Mindsight, Mindfulness and the Journey from Me to We by Dan Siegel
Response by Christian Early
As I listen to Dan give his understanding of the human being, I am aware of something that strikes me as quite remarkable. My inner voice and self-talk is saying “yes, that’s me” or “I’ve done that.” I’m not alienated from my sense of self by the science but rather I feel as if I’m being reintroduced to myself. I can extend a compassion that comes from understanding what is going on inside without the sense of being released from the responsibility of being person in relationship. This feature of being able to understand but not excuse seems to me to be of crucial importance in situations in which a “NO!” needs to be said.
What Dan has achieved, then, is to hold together neuroscience, attachment theory, and a conception of a healthy mind in such a way that together they deepen lived experience. The brilliance of it is easily missed because it seems simple, for example, to say that the mind is an emergent process, which regulates the flow of energy and information between the interior and exterior environment (it is embodied and relational), and that an integrated mind is a healthy mind, and integration is understood as the linking of differentiated parts.
It may be simple, but notice what you can do with it! Now you have a definition of health as the homeostatic and harmonic river-like flow of integration between chaos and rigidity. You don’t have to tell Mennonites twice that harmony is healthy and good for us. We know that already and we know it in our bones. We also know that it is not good for us when a voice is not heard. I want to stress that this is not primarily cognitive, but bodied and emotional. The connection and the flow of energy come not when you feel understood, but when you feel felt. Here the river of integration becomes a river of healing.

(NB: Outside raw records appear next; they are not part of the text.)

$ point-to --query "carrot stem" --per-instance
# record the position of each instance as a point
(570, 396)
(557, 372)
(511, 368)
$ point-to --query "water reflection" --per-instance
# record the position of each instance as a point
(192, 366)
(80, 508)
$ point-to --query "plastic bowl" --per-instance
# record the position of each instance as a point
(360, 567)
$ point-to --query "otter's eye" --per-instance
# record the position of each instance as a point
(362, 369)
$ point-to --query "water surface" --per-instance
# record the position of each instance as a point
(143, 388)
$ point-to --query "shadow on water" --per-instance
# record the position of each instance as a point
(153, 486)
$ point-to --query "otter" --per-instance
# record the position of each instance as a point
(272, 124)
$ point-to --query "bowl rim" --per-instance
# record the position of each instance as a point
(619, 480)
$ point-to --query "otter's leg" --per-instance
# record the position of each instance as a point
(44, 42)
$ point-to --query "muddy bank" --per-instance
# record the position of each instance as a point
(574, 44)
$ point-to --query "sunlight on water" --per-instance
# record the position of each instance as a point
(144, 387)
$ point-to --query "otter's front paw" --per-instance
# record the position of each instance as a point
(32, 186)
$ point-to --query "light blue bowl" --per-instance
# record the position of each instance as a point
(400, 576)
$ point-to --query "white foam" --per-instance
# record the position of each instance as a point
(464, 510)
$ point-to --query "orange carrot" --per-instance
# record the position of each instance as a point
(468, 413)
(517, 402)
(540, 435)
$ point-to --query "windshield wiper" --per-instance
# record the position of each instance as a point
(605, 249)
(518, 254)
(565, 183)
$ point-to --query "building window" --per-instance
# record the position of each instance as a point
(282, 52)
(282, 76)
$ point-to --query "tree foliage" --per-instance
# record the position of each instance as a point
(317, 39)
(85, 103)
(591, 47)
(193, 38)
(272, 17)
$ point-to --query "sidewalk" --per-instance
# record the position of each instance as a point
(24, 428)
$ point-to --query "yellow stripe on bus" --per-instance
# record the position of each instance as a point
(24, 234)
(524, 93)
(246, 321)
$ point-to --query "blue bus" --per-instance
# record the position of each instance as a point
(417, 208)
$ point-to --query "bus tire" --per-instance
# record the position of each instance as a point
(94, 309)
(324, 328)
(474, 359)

One of the intellectual difficulties with this conference is that it has the term “spirituality” in the title. Spirituality gets used in so many different ways that it is unclear what it means. I want to suggest that we use Dan’s definition of integration as the linking of differentiated parts, but that we expand it such that when we are talking about spirituality we are talking about making contact or linking with that which is bigger. In a remarkable passage at the very end of Revelation, John sees a New Jerusalem descending and an angel shows him the river of the water of life flowing from the throne of God and sparkling like crystal. On either side of the river stands a tree of life, and the leaves of the tree, explains John, are for the healing of the nations. The healing of the nations. The whole of the New Testament ends with one final invitation: Let the thirsty come.